The latest edition of the Human Development Report takes a look at inequality. Business as usual will not solve a new generation of inequalities, it states.

his year’s edition of the Human Development Report (HDR), entitled Beyond income, beyond averages, beyond today: inequalities in human development in the 21st Century, was released by the United Nations Development Programme (UNDP) in December 2019. 

According to the authors, the demonstrations sweeping across the world today signal that despite unprecedented progress against poverty, hunger and disease, many societies are not working as they should. The connecting thread is inequality, they say.

A new generation of inequalities is opening up, around education, and around technology and climate change -  seismic shifts that unchecked, could trigger a ‘new great divergence’ in society of the kind not seen since the Industrial Revolution, according to the report. 

In countries with very high human development, for example, subscriptions to fixed broadband are growing 15 times faster and the proportion of adults with tertiary education is growing more than six times faster than in countries with low human development. 

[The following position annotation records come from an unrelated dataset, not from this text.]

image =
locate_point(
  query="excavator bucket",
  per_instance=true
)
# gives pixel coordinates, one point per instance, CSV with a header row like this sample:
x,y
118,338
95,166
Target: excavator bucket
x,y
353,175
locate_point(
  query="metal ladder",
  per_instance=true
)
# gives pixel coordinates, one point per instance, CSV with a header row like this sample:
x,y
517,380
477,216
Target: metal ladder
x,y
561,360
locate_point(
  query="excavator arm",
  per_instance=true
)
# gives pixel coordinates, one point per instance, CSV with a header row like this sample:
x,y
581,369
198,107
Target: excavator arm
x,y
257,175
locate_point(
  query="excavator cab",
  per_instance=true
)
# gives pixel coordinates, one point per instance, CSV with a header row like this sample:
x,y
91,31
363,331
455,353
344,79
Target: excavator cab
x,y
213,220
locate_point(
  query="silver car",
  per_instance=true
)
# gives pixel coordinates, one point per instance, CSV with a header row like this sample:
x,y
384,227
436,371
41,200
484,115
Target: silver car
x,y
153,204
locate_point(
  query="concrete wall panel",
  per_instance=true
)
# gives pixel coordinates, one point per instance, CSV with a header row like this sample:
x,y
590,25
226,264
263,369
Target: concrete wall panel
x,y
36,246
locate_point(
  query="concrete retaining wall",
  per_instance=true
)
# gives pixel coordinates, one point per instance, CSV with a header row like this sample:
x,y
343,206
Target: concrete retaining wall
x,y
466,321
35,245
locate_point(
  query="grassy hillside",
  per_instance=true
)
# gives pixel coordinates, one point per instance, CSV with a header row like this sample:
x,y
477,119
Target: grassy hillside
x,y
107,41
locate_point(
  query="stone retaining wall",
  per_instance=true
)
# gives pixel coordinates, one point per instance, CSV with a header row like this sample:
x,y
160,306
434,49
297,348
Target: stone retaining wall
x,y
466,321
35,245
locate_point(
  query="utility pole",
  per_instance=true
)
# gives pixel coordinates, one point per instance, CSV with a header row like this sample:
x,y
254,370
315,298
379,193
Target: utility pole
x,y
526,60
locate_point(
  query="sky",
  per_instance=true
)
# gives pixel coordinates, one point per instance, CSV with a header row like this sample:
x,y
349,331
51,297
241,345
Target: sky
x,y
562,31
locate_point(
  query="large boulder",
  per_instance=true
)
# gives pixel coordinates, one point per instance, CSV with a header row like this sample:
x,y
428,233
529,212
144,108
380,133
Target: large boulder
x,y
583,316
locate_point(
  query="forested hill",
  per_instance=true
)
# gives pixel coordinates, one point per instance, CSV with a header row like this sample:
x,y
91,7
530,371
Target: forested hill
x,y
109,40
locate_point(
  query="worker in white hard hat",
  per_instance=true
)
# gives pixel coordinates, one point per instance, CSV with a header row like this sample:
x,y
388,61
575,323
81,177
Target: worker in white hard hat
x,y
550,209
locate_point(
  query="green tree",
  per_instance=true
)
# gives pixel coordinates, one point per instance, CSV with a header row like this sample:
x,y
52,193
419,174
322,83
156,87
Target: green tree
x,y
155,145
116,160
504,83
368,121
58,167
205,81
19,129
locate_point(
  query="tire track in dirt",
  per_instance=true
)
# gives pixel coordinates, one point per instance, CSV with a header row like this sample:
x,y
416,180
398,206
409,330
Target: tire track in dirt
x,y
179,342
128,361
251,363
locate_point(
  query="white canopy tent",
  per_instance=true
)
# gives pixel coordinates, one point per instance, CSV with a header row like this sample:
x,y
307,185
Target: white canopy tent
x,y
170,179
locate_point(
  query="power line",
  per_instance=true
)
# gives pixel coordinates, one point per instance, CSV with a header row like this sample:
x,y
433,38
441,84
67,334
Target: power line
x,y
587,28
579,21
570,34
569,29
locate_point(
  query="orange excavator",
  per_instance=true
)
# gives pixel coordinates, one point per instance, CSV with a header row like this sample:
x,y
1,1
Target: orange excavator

The report analyses inequality in three steps: beyond income, beyond averages, and beyond today. But the problem of inequality is not beyond solutions, it says, proposing a battery of policy options to tackle it. 

Gender bias has grown in many countries

A new “social norms index” in the report says that in half of the countries assessed, gender bias has grown in recent years. About fifty per cent of people across 77 countries said they thought men make better political leaders than women, while more than 40 per cent felt that men made better business executives. 

Therefore, policies that address underlying biases, social norms and power structures are key. For example, policies to balance the distribution of care, particularly for children, are crucial, says the report, given that much of the difference in earning between men and women throughout their lifecycle is generated before the age of 40.